2. Reach out for help
Borrowers typically can get access to their loan accounts online, and doing so can make managing multiple loans easier. Graduates should take the time to update their addresses and emails with the loan servicers so that they don’t miss critical communications.
3. Explore payment options
Income-based repayment plans, along with generous deferral and forbearance options that offer payment relief for up to three years, can keep the vast majority of federal student loan borrowers from defaulting, says Reyna Gobel, author of the book CliffsNotes Graduation Debt.
Private student loans offer fewer options for strapped borrowers. But some forbearance or deferral is typically available for those who are unemployed or facing other economic setbacks.
Even graduates who can manage their first payments should investigate alternatives.
Pay as You Earn, a federal income-based program, could lower payments to less than 10% of the borrower’s income—and those who work in public service jobs could be eligible for forgiveness of any remaining balances after 10 years of payments. (Those who work in non-public service jobs can get forgiveness after 20 to 25 years, depending on when the debt was incurred.)

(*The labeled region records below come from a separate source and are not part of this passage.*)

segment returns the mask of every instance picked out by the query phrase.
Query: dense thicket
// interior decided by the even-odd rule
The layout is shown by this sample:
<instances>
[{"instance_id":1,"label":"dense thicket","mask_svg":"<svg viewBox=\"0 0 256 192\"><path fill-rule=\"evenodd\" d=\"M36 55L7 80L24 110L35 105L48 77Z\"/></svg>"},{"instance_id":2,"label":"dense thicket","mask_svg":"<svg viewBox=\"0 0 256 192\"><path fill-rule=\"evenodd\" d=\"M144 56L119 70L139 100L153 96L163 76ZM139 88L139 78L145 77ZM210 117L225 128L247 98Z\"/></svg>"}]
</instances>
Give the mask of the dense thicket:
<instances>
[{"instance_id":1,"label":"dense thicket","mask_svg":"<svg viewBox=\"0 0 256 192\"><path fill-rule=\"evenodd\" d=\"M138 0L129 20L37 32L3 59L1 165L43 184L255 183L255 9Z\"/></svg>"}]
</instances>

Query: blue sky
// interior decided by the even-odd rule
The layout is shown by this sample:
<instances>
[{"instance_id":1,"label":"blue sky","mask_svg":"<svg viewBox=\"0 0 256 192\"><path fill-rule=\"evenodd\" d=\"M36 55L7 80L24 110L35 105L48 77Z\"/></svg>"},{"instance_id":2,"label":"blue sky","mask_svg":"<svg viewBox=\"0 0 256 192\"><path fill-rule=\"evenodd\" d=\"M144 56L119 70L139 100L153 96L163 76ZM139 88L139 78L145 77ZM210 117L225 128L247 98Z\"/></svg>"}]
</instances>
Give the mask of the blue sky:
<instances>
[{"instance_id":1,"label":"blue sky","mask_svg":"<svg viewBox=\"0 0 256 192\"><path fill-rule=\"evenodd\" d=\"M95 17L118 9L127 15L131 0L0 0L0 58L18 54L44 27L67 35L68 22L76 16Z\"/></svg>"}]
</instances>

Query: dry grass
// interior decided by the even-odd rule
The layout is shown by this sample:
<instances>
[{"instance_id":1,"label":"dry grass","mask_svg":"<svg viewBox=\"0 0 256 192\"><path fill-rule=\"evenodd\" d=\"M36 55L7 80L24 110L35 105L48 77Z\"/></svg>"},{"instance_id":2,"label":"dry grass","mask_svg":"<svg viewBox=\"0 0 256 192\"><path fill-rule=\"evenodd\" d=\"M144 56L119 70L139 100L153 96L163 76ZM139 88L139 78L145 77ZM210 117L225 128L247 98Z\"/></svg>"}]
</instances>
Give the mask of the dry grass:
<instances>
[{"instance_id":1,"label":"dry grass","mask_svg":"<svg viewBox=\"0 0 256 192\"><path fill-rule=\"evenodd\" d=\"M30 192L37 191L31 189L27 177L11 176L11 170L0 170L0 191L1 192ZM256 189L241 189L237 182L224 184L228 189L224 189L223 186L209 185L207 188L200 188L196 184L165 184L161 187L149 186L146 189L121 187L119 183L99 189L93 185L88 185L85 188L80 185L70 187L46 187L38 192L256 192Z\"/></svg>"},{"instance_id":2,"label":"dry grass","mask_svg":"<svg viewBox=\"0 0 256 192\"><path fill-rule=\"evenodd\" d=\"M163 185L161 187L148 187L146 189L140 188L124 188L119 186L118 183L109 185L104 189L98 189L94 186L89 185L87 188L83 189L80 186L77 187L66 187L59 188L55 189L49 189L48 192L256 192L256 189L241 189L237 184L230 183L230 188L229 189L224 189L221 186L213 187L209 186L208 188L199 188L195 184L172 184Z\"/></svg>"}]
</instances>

If you’re unemployed or not earning much, Pay as You Earn can lower your payment to zero—while still keeping you out of default. Extended and graduated payment programs also can make payments more manageable. For more information, check the Department of Education’s student aid site and the Consumer Financial Protection Bureau’s Repay Student Debt tool.
4. Research consolidation
Consolidation used to be a way to lower interest rates on federal debt and make one payment instead of several. Today, federal student loans offer fixed rates, and consolidation merely offers a weighted average of those rates.
Plus, many borrowers now have just one servicer even if they have several federal loans, so they may already have the convenience of a single payment. The best reason to consolidate may be to opt for lower payments by choosing a longer payback period—15, 20, or 30 years instead of the typical 10 years, for example. But that increases the total cost of the loan.
The Student Loan Borrowers Assistance site has information about the pros and cons of consolidation.
One good reason for taking longer to pay back federal loans is to free up more money to pay off private loans, which typically have variable interest rates and few consumer protections.
Private loans cannot be included in a federal student loan consolidation. A few lenders offer private consolidation or refinancing that can include federal student loans, but borrowers could lose critical protections if they turn federal debt into private debt.
5. Rethink aggressive payment plans
Borrowers with decent incomes may be tempted to throw every available dollar at their debt. While this may decrease the interest they pay, they could be poorer in the long run if they don’t take advantage of opportunities to save.
Another problem with rapid debt repayment is a potential loss of financial flexibility. Money paid to student lenders is gone for good, unlike money accumulated in savings. A layoff or other economic setback could leave the borrower scrambling for cash.
6. Know where to find help
Borrowers should first contact their loan servicers to try to resolve any disputes. If that doesn’t work, borrowers can contact the Federal Student Aid Ombudsman for help with federal loans. For private loans or problems with servicers, complaints can be lodged with the Consumer Financial Protection Bureau.